Exercise 4

Please do the following and answer the questions:

1. Read in the audio file in /home/sigproc/sjreeves/matlab/learning/eeee.au using auread. (If you followed the instructions in Exercise 1, you should be able to do ee = auread('eeee.au');. This is an audio file of Dr. Reeves saying "eeeee". (If your computer has audio capability, you can listen to the sound with sound. Plot the first 1000 point or so to get an idea of the shape of the signal. What is the approximate period of the signal in samples and in seconds? (The signal is sampled at 8 kHz.)

2. Compute the autocorrelation of ee by computing the cross-correlation of ee with itself using xcorr(). Plot the resulting vector beginning with the mid-point (the origin) up through 1000 points to the right:

   ree = xcorr(ee,ee);
   plot(ree(31422/2+[1:1000]))
   

   Explain how the characteristics of this plot can be explained by the properties of autocorrelations of functions with period components. Can you identify the period from the autocorrelation plot?

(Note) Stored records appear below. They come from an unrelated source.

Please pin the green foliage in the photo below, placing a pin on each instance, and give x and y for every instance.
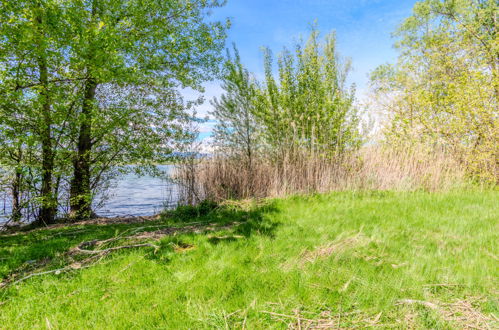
(444, 90)
(307, 105)
(237, 127)
(385, 247)
(86, 86)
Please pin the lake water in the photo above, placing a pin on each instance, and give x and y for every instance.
(133, 195)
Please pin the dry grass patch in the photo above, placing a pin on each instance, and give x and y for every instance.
(337, 247)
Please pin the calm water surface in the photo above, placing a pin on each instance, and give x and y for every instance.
(133, 195)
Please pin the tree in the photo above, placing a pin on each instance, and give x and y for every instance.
(32, 57)
(308, 105)
(236, 131)
(443, 92)
(96, 83)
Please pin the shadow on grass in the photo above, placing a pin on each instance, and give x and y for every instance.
(246, 220)
(22, 252)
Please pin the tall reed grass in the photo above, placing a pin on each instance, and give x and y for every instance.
(371, 168)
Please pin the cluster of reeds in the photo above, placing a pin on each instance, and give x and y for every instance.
(371, 168)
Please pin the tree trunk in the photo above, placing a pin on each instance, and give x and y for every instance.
(81, 199)
(16, 196)
(49, 205)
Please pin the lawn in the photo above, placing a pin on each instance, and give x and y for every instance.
(349, 259)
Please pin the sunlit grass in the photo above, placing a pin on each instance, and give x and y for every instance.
(347, 258)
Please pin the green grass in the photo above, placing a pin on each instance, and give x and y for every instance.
(345, 257)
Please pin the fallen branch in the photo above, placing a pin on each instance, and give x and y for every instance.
(417, 302)
(105, 251)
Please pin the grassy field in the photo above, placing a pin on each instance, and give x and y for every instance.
(343, 260)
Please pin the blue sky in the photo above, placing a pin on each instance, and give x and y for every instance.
(363, 29)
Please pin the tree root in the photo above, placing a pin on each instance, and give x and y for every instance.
(138, 237)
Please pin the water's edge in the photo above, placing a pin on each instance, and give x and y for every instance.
(132, 195)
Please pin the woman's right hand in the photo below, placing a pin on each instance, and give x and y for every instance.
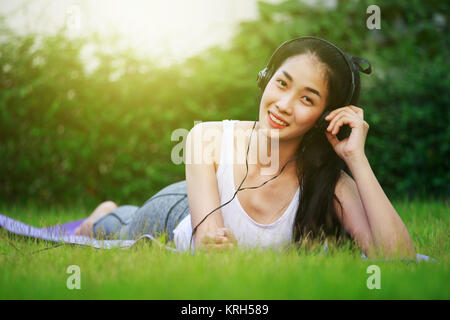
(222, 239)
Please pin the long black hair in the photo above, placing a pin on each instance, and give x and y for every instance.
(318, 166)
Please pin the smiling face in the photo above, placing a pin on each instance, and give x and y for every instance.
(296, 94)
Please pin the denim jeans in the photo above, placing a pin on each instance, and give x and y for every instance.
(161, 213)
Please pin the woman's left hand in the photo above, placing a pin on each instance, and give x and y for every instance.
(351, 148)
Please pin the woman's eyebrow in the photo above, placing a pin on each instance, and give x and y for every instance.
(307, 88)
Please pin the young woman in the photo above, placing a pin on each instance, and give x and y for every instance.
(330, 189)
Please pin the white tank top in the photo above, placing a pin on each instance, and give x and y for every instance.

3. Find the spectral density of ee using spectrum(). To plot, do the following:

   [spectee,f] = spectrum(ee,ee);
   semilogy(f/2,spectee(:,1))
   

   The frequencies are labeled in cycles per sample. Can you figure out the fundamental frequency (and period from the plot)?

4. As you can see, the phoneme (unit of speech) "eeee" has a very distinct spectral shape. Read in the file 'ohhhh.au' and compare the spectrum, the waveform, and the autocorrelation. Describe any clear differences.

5. Suggest another exercise that would help you understand this material better.